Burdock root is a good source of potassium, fiber, amino acids, calcium, and antioxidants, which can help boost immunity within the body. The root is also popularly dried and powdered or made into an oil extract for use as a dietary supplement as it has anti-inflammatory and antibacterial properties. In Chinese medicine, Burdock root is combined with other ingredients to make a sore throat remedy and treatment for colds. It is also considered to be a digestive aid and diuretic.

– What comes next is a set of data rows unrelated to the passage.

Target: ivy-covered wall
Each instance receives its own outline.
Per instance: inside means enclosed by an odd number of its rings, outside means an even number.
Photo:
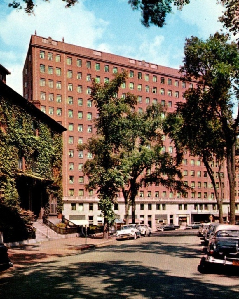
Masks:
[[[42,186],[48,197],[55,197],[57,211],[61,212],[62,153],[62,132],[0,94],[0,204],[21,206],[17,181],[25,177],[33,185]],[[47,216],[49,201],[42,207]]]

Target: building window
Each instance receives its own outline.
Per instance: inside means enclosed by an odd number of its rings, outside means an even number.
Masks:
[[[60,81],[56,81],[56,89],[62,89],[62,83]]]
[[[83,112],[82,111],[78,112],[78,118],[82,119],[83,117]]]
[[[56,102],[58,103],[62,102],[62,96],[61,94],[56,95]]]
[[[100,65],[99,63],[96,62],[95,64],[95,69],[96,71],[100,71]]]
[[[79,93],[81,93],[82,92],[82,85],[77,85],[77,92]]]
[[[73,117],[73,110],[68,110],[68,117]]]
[[[69,91],[72,91],[73,90],[73,84],[72,83],[68,83],[68,89]]]
[[[58,116],[61,116],[62,115],[62,112],[61,108],[56,108],[56,115]]]
[[[82,62],[81,59],[76,59],[76,66],[81,66],[82,65]]]
[[[79,196],[80,196],[79,195]],[[82,212],[84,210],[84,206],[83,203],[80,202],[79,204],[79,211],[80,212]]]
[[[83,189],[79,189],[78,195],[80,197],[84,196],[84,190]],[[83,204],[82,204],[83,205]],[[83,210],[83,209],[82,209]]]
[[[107,64],[105,65],[105,71],[108,73],[109,71],[109,66]]]
[[[83,151],[82,150],[79,150],[78,157],[80,159],[83,158]]]
[[[61,62],[61,55],[59,54],[56,54],[56,62]]]
[[[46,80],[44,78],[40,78],[40,86],[46,86]]]
[[[92,113],[91,112],[87,112],[87,120],[91,120],[92,119]]]
[[[42,59],[45,59],[45,51],[40,51],[40,58]]]
[[[53,53],[48,53],[48,60],[51,61],[53,60]]]
[[[49,114],[50,115],[53,115],[54,114],[54,108],[53,107],[49,107]]]
[[[67,78],[72,78],[73,77],[73,72],[70,70],[67,71]]]
[[[69,176],[69,184],[74,184],[74,176]]]
[[[69,65],[72,64],[72,59],[71,57],[68,57],[66,59],[66,63]]]
[[[73,97],[68,97],[67,98],[67,102],[69,105],[73,105]]]
[[[40,73],[45,73],[45,64],[40,64]]]
[[[82,106],[83,104],[83,100],[81,98],[78,97],[77,100],[77,104],[78,106]]]
[[[96,83],[100,83],[100,77],[99,76],[97,76],[95,78],[95,81]]]
[[[46,93],[44,91],[41,91],[40,94],[40,98],[41,100],[45,100],[46,99]]]
[[[69,123],[68,124],[68,130],[69,131],[73,131],[73,123]]]

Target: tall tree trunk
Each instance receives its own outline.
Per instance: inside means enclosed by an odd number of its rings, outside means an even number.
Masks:
[[[103,239],[108,240],[109,239],[109,224],[105,218],[104,219],[104,230],[103,233]]]
[[[230,223],[235,224],[236,222],[235,210],[235,142],[227,148],[226,168],[229,184],[230,194]]]

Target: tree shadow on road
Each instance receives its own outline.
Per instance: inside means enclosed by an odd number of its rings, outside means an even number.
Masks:
[[[235,299],[238,297],[232,287],[205,283],[195,278],[170,276],[169,270],[144,266],[137,262],[76,263],[73,257],[66,258],[65,266],[59,262],[45,263],[9,272],[0,279],[0,298]]]

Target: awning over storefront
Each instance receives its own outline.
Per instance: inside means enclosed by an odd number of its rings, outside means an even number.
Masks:
[[[166,219],[168,218],[168,215],[167,214],[164,214],[163,215],[155,215],[155,219]]]
[[[70,221],[76,225],[87,225],[89,226],[89,222],[88,220],[71,220]]]

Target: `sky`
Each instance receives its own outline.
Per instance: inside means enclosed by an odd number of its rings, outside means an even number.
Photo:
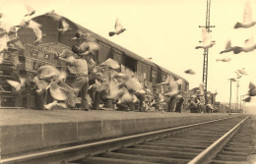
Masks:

Burdock root is best suited for cooked applications such as frying, saut?ing, boiling, and baking. The starchy root must be scrubbed and peeled before cooking, and it can also be soaked in acidulated water to prevent oxidation and to remove any astringent taste. Burdock root is a traditional Asian ingredient often found in stews, stir-fry, and braised dishes. The root can be sliced, julienned, or cut into chunks and added to cooked meats as a flavoring agent, added to grain bowls for a nutty, earthy flavor, or pureed into a soup. The root is also sliced into pieces and steeped in boiling water to make a tea. In addition to the root, the leaves and stalks of the plant can be cooked in vegetable dishes, stir-fries, side dishes, and candied, or it can be chopped and added to fresh green salads. Burdock root pairs well with beef, poultry, shishito peppers, sesame seeds, red chiles, shiitake mushrooms, radish, tomatoes, garlic, onions, mirin, soy sauce, miso, and sake. The root will keep up to two weeks when stored whole and unwashed in the refrigerator.